Bu pandemi devrinde ben, çocuklara online eğitime geçilince 918 köye internet bağlattım. O çocuklar köyden eğitimden geri kalmasın diye. 40 bin öğrenciye bir yahut iki yıl 10 GB internet verdim. Artık, diyorlar ki her öğrenciye seçimden sonra 10 GB internet. ya siz şu an yönetiyorsunuz, başlatın deseniz başlayacak durumdasınız. Niçin seçimden sonra? Zira, 21 yıldır artık o hale geldik ki, çocuklar üniversiteleri bitiriyor, iş bulmayı hayal dahi edemiyorlar. Zira işe girecekler belirli. Torpil, üç beş yerden maaş alanlar, mülakat. Gençler artık hiçbir şeyi halay bile edemiyor. Fakat bunun yanında rastgele bir genç, ben de şunu istiyorum, geçinemiyorum deyince bizim dayılar diyor ki ‘Telefonunu çıkart bakayım’, o dayı bilmiyor ki bizim gençlerimiz, zenginlerin çocukları üzere cep telefonunun en uygununa layık. Otomobilin en güzeline layık, en uygun okullarda okumaya layık. En hoş meskende oturmaya layık. En hoş işte çalışmaya layık… Niçin çok görüyorsunuz? Ağzını açtığı vakit çabucak çocuklara fırçalamalar, azarlamalar. Bu gençler o denli yetişti ki artık biz yaştakilere akıl verecek vakte geldiler. Bizim onların aklına gereksinimimiz var.

“BÖLÜNME KORKUSU İLE AÇLIĞI, FAKİRLİĞİ, GELİR ADALETSİZLİĞİNİ ÖRTMEK İSTİYORLAR”

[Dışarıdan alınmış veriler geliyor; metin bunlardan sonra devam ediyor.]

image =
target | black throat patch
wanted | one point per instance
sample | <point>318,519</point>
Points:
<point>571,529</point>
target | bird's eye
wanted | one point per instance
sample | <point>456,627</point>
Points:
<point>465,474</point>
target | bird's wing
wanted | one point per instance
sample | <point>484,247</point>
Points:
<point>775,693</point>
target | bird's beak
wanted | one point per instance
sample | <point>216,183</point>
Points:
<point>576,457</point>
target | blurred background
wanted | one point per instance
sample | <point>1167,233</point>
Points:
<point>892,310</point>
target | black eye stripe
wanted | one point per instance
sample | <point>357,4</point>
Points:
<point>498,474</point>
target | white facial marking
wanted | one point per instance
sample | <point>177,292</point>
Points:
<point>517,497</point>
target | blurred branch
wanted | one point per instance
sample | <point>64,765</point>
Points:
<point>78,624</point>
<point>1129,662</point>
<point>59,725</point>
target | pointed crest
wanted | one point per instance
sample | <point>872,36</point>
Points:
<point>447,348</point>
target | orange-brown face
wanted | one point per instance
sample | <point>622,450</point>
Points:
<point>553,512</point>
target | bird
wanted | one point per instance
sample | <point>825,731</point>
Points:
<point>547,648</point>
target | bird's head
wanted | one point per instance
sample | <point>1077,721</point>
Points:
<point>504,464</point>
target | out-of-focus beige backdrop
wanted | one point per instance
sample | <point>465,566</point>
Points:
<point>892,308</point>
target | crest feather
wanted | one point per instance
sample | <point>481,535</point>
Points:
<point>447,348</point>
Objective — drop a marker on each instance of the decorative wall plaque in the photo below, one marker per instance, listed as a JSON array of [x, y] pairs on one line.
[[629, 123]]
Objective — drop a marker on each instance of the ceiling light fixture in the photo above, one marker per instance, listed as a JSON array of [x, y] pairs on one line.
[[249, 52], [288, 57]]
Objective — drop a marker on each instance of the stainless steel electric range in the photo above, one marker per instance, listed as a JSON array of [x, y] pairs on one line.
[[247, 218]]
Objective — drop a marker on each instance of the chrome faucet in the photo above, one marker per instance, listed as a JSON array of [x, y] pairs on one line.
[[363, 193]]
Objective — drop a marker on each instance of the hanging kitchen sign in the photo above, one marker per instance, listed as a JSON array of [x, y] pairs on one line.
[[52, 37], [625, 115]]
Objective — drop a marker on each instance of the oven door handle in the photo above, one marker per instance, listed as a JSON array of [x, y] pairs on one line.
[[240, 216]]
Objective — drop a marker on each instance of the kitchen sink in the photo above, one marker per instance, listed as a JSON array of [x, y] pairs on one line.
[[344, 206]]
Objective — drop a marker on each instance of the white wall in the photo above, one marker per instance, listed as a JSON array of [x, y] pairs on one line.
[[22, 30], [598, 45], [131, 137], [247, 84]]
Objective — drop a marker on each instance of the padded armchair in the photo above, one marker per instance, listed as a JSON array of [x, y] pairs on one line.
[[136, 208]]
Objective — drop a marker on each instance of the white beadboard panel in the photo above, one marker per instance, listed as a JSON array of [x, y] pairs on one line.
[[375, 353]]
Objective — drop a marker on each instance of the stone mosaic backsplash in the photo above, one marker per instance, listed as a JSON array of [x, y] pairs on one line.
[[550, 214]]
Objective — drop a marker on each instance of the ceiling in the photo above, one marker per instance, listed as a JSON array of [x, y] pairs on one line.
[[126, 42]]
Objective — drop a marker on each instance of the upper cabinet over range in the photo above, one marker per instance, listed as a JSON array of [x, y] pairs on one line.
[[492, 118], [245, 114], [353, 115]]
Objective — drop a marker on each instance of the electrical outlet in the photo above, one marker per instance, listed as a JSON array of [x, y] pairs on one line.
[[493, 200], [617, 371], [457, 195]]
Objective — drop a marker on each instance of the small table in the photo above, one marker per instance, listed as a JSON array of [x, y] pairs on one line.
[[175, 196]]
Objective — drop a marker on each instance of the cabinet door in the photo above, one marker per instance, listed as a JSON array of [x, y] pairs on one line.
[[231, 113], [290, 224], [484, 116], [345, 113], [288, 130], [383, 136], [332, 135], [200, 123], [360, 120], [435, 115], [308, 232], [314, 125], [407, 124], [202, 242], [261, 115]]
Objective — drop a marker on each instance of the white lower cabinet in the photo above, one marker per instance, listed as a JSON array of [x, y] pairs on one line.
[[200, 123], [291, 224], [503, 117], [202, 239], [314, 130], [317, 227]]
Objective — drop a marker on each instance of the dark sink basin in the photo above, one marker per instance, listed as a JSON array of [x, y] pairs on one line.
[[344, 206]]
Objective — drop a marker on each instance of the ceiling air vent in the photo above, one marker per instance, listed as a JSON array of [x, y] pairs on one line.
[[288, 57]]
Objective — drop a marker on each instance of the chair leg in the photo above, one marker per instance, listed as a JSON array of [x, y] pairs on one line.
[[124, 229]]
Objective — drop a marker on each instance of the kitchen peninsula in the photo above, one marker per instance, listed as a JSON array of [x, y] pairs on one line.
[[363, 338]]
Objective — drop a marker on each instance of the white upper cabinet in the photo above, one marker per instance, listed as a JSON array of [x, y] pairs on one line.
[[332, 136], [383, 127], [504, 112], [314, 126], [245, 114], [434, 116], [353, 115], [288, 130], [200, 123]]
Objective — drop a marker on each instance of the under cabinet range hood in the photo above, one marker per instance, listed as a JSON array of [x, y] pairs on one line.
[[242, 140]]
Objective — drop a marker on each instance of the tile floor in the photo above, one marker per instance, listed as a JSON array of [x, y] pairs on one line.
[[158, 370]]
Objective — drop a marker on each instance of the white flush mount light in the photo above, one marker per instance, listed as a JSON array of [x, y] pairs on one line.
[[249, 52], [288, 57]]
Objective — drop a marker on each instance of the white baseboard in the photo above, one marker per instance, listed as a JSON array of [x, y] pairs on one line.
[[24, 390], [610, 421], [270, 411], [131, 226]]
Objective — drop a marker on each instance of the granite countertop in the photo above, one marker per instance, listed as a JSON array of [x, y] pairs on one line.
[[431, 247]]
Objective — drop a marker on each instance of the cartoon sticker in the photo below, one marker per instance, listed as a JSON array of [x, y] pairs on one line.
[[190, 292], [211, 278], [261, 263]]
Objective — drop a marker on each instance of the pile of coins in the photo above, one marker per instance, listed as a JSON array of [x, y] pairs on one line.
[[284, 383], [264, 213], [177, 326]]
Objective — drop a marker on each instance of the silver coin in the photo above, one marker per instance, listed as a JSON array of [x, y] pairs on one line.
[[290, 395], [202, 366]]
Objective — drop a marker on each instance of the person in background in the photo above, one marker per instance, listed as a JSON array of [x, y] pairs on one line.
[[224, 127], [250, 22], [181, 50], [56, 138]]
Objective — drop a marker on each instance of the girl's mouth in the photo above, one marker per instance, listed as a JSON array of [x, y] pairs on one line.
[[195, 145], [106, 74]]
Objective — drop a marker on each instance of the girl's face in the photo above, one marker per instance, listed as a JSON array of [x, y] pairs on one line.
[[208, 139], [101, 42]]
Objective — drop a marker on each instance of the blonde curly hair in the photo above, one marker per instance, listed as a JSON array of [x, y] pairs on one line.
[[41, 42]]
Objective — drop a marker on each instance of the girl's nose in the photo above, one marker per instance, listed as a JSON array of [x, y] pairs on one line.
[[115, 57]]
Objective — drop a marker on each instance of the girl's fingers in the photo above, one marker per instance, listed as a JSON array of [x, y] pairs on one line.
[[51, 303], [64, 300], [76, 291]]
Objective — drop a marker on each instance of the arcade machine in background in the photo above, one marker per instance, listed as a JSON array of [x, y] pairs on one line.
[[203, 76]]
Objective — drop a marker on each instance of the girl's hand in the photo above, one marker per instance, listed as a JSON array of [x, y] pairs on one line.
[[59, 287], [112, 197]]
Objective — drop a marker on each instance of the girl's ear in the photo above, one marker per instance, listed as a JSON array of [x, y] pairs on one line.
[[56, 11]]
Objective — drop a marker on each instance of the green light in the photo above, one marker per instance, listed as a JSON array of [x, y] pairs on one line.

Bölünme korkusu ile açlığı, fakirliği, gelir adaletsizliğini örtmek istiyorlar. İki ayda bir Hazine Bakanlığı’nı değiştirdiler. İki ayda bir Maliye Bakanlığı’nı değiştirdiler. O yetmedi, eski bakanı geri çağırdılar, gel bize yardımcı ol diye. O diyor ki ‘Siz artık dünyada olmayan bir iktisat sistemi yönetiyorsunuz, bilime kulak vermiyorsunuz. Benim de size yapacak bir şeyim yok’ dedi ve reddetti. Şu anda Millet İttifakı’nda ekonomistler olarak tam bir şampiyonlar ligi var. Dünyaca tanınan, bilinen ekonomistler var. İnşallah iş başına gelecekler, onlar yönetim etmeye başlayacaklar. Artık tahlilsiz olan, gitgide uçuruma gerçek giden otobüsü inşallah durduracaklar. Nasıl Millet İttifakı’nın belediyelerinde huzur, rahmet hakim olduysa, inşallah 14 Mayıs’tan sonra da Genel Liderimiz Sayın Kemal Kılıçdaroğlu birinci cinste seçilmek sureti ile artık huzur ve rahmete yanlışsız gideceğiz.”